Sydney and Melbourne coach poaching?

By TheBeautifulGame / Roar Pro

Each new season brings a number of changes with it. Players and managers are constantly under pressure to perform or face the looming threat of contract termination.

The countries two biggest clubs, Melbourne Victroy and Sydney FC, currently find themselves without a coach after inconsistent seasons.

Following the success of Central Coast and Brisbane Roar the A-League has learned the value of good coaches and what they can do to a club.

Rumours surround both clubs, suggesting Sydney may be close to signing Graham Arnold and that Melbourne Victory is also making a play for Ange Postecoglou.

These bigger clubs have traditionally relied on proven personnel to satisfy the high expectations of their fans and rarely take risks in fear of failure.

However, given the youthful nature of the A-League, should smaller clubs be shielded from larger clubs in order to be allowed to grow and develop?

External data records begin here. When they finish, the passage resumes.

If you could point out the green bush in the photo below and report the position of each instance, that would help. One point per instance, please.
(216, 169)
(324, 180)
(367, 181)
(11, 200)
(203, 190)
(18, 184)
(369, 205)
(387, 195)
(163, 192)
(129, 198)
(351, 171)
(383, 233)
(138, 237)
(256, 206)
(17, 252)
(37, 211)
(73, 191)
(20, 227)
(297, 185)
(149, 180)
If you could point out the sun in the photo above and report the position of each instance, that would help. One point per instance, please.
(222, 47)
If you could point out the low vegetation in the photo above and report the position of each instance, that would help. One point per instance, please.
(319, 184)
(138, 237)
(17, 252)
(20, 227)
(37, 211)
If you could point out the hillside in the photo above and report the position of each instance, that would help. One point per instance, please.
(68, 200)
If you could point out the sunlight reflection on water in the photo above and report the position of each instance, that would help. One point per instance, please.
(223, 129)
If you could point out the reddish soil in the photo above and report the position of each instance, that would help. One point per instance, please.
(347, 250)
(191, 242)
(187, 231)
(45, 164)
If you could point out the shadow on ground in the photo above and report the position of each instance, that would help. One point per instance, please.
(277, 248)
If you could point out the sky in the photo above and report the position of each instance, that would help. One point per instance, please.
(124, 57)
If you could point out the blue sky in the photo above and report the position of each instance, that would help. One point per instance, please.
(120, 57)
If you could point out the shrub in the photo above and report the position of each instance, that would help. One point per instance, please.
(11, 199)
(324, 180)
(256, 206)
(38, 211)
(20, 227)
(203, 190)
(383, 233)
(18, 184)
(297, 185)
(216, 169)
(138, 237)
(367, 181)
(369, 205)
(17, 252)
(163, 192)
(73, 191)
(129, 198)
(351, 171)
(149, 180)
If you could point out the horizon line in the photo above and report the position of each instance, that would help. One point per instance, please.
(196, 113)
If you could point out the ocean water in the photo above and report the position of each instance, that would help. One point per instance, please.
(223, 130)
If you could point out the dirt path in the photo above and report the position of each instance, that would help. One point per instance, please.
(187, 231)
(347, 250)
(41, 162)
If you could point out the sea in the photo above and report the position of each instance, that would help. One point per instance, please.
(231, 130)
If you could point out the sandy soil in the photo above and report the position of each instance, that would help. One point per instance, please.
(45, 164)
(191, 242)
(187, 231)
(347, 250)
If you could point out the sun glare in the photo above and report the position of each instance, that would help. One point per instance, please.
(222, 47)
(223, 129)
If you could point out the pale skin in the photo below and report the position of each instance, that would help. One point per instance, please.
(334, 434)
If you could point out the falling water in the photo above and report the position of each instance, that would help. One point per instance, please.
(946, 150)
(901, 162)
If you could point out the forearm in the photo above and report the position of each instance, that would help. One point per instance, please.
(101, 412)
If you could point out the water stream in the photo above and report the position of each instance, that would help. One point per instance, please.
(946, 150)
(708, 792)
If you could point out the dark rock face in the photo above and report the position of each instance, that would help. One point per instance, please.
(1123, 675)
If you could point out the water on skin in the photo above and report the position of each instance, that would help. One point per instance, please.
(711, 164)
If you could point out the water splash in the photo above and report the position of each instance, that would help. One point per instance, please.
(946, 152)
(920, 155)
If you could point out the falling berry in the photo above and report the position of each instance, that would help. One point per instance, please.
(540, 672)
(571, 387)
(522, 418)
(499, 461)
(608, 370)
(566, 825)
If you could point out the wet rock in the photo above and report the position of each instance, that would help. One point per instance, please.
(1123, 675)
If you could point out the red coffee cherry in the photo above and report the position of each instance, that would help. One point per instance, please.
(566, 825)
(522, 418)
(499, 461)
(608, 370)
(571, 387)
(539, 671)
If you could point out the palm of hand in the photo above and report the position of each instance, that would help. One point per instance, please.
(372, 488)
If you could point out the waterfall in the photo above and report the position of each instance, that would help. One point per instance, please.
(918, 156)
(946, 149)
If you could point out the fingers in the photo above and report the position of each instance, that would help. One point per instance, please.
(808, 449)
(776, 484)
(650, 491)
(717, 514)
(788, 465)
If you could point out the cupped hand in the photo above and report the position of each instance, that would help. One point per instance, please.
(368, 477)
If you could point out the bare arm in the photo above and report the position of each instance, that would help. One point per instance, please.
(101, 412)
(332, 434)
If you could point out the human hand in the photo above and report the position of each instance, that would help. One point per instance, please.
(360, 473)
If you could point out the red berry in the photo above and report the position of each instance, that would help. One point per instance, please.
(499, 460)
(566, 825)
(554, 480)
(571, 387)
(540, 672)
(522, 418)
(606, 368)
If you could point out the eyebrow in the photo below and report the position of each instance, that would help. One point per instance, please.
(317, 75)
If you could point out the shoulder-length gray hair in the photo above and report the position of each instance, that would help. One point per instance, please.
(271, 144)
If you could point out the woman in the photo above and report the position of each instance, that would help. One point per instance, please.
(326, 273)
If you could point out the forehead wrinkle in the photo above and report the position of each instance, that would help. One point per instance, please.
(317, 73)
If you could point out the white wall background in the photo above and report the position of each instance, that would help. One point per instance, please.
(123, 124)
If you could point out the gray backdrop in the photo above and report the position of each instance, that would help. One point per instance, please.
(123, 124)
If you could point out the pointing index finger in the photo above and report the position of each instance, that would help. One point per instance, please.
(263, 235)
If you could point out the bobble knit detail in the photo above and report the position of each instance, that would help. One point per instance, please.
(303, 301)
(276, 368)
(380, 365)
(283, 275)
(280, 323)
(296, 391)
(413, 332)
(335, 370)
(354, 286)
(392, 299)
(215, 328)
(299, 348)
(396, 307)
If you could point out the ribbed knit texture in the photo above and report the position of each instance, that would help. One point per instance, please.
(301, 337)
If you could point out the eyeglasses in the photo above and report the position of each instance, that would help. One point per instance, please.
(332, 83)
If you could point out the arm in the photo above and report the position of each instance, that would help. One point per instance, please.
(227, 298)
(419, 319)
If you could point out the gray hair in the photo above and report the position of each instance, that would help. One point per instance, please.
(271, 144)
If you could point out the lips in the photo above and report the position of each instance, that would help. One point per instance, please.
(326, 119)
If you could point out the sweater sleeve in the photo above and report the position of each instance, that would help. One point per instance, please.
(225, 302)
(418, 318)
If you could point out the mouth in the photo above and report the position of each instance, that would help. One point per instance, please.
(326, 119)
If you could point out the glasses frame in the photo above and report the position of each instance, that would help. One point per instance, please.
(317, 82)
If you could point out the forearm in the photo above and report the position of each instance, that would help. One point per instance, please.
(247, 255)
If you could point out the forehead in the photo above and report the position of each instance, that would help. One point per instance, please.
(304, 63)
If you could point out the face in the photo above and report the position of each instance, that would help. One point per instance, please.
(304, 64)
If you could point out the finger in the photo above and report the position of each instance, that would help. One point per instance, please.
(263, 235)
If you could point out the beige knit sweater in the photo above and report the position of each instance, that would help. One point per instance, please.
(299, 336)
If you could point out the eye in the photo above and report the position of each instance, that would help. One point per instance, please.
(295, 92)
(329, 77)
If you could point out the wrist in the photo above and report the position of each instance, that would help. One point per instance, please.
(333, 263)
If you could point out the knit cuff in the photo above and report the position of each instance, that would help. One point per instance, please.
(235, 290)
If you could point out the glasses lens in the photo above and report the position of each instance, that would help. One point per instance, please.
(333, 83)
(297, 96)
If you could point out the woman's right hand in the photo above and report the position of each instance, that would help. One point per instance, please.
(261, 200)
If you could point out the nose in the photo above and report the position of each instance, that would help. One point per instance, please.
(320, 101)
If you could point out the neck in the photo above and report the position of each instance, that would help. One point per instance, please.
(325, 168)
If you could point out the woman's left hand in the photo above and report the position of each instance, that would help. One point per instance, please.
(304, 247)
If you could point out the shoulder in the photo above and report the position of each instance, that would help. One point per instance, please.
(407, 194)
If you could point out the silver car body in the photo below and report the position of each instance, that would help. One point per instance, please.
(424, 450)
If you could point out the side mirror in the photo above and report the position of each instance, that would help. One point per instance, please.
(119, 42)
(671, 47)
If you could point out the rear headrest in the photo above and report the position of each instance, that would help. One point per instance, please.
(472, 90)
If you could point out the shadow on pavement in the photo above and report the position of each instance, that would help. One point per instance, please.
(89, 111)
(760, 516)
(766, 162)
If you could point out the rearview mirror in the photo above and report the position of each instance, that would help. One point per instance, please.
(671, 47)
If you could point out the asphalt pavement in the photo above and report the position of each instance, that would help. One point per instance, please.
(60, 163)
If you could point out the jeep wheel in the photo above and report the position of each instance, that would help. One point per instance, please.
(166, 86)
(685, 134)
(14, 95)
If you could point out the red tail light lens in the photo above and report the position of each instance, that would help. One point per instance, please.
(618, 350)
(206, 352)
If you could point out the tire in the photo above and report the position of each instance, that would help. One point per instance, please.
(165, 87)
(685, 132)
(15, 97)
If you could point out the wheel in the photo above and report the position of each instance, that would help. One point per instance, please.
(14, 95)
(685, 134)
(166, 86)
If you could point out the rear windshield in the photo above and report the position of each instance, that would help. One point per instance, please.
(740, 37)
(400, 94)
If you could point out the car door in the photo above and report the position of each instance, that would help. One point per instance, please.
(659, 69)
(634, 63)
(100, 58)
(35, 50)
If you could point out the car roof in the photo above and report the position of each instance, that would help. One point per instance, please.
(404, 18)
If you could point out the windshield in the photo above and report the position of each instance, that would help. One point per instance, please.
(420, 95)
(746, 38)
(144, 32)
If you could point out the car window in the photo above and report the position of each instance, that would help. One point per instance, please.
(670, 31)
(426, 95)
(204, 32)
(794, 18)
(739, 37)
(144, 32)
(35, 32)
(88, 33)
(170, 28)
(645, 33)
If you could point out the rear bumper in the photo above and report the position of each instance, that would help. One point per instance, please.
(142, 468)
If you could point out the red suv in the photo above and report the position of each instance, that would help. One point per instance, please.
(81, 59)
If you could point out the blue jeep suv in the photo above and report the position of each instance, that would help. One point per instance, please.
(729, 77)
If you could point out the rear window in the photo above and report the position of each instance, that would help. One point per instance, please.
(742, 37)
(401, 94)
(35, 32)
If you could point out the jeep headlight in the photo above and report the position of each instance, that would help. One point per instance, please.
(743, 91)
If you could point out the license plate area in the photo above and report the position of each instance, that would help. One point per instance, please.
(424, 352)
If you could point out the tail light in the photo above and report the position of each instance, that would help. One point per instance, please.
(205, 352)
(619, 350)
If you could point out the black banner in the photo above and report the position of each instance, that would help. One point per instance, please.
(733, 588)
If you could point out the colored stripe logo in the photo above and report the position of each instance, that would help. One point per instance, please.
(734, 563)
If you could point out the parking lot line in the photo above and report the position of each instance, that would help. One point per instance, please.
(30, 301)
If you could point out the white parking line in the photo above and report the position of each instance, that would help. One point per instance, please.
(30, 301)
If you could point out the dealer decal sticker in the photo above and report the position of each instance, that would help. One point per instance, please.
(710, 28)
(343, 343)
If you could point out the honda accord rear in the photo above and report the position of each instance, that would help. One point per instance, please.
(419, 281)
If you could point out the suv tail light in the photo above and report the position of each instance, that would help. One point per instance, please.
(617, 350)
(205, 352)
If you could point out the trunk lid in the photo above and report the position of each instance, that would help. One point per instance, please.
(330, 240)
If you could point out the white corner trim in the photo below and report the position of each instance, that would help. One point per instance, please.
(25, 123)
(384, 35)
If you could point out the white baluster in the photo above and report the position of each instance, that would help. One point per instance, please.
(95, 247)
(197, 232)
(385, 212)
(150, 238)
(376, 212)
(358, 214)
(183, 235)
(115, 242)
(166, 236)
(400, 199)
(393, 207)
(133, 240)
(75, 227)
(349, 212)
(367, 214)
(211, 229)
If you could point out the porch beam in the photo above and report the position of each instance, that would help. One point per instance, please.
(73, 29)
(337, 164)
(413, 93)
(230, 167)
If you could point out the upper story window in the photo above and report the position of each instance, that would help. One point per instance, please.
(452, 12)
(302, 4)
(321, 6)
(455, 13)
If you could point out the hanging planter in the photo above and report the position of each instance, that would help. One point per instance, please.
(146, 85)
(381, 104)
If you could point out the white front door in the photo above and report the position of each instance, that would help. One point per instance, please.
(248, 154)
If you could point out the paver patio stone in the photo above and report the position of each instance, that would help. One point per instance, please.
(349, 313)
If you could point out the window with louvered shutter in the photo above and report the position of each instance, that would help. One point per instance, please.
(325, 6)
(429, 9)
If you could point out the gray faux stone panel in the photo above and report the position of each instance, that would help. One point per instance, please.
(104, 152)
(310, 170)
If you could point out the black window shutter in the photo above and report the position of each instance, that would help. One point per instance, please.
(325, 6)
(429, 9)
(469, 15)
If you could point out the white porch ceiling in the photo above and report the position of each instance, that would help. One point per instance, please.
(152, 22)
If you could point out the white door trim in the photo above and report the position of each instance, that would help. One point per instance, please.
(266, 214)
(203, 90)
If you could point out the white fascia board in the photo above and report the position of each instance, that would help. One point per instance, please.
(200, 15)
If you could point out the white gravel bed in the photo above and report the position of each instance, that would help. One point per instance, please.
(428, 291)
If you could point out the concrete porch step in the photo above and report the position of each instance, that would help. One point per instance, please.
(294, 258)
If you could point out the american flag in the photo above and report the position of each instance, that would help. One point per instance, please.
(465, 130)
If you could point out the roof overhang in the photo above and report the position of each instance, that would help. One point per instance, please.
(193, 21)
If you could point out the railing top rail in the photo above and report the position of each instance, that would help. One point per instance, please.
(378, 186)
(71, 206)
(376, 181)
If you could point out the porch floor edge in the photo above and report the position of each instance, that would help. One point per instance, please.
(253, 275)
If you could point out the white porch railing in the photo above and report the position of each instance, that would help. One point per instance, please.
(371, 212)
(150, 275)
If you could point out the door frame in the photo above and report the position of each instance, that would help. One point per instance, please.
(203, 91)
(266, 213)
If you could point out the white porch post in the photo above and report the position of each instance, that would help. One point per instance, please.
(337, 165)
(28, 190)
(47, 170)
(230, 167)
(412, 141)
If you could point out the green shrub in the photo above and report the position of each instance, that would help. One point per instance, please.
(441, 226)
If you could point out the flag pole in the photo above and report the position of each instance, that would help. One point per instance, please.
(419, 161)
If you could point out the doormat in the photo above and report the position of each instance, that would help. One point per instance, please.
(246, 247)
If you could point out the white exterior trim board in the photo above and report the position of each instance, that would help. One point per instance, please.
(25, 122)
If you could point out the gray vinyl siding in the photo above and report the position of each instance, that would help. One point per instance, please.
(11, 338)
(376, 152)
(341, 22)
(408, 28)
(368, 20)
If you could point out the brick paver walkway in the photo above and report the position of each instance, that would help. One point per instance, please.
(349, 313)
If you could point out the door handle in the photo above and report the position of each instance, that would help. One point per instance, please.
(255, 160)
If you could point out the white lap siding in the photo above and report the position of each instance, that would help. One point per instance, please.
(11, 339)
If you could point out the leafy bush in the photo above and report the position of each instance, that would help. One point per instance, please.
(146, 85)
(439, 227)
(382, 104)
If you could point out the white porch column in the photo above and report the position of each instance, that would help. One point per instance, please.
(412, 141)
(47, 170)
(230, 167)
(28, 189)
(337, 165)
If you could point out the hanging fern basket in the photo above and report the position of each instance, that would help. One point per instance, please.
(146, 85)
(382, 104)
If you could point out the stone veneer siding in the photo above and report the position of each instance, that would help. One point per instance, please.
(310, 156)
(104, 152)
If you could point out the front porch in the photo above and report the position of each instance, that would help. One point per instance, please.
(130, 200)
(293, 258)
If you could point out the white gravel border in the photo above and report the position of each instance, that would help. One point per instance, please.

Specifically, should the FFA introduce rules to protect smaller clubs losing their coaches and other staff?

The Crowd Says:

2012-04-05T03:49:36+00:00

Ngod

Guest


Clubs sign players from other clubs all the time, and now that we have more coaches gaining reputation within the league, that will become a factor as well. I find it surprising that the comments always seem to be about 'poaching' when it's a 'big club.' A couple of seasons ago supposedly cash strapped Brisbane Roar signed Mark Jurman from Sydney by offering him well and above his market value. How did they afford to do that, well they were spending someone else's money (the FFA) So remember that supposed big clubs have private owners who expect value for money on their signings. Big club, small club, there are advantages and disadvantages to both. 'Big' clubs with rich owners might offer more to successful local coaches, but that's an important step in getting more local coaches into senior roles. Brisbane did well by strategically becoming a 'small club' for a while after they screwed their supporters over, allowing them to recruit using someone else's money, leveraging proposed losses in revenue from the introduction of new teams in gold coast and townsville to extract more funds from the FFA. Any coincidence that both those clubs are no longer with us?

2012-04-04T06:04:12+00:00

JohnL

Guest


If clubs overseas can buy troophies, then clubs here will try to do the same.

2012-04-04T04:32:51+00:00

whiskeymac

Guest


CCM has a great finals history - albeit no GF winners they have been the premiers twice and runners up a lot, plus more successful in the ACL and yet are still considered the runt of the litter - i assume the idea of being a big club is the postcode not the achievements nor the structure, and on this basis then SFC is a big club and woefully short of reaching its true potential. Still the new kid on the block might help focus things.

2012-04-04T02:37:09+00:00

Matt F

Roar Guru


I see no reason for clubs to be shielded from losing staff. If another club can offer them more cash, or a return home, or whatever other reason that may convince a coach to leave, I don't see why they shouldn't be allowed to do a deal. besides as of right now neither of them have actualy moved.....yet Surely you're not suggesting that Brisbane is a small club? They had the second largest attendance figures in the league this season and are odds on to host their second straight GF. Then there's the fact that they're owned by an Indonesian Mining consortium so they're not exactly broke anymore. The Mariners might be strapped for cash right now but reports are that a Russian group is very close to taking them over as well.

2012-04-04T02:29:28+00:00

Matt F

Roar Guru


If you go on crowd figures for the season the Sydney is indeed bigger then Perth, though not Brisbane. Or Newcastle for that matter. On A-League success Sydney's 2 GF wins would place them very high up as well.

2012-04-04T01:58:51+00:00

whiskeymac

Guest


Sydney has potential to be one of the 2 biggest clubs but are they really bigger than Brisbane at the moment? Or Perth? what are the criteria - crowds, success or media bias?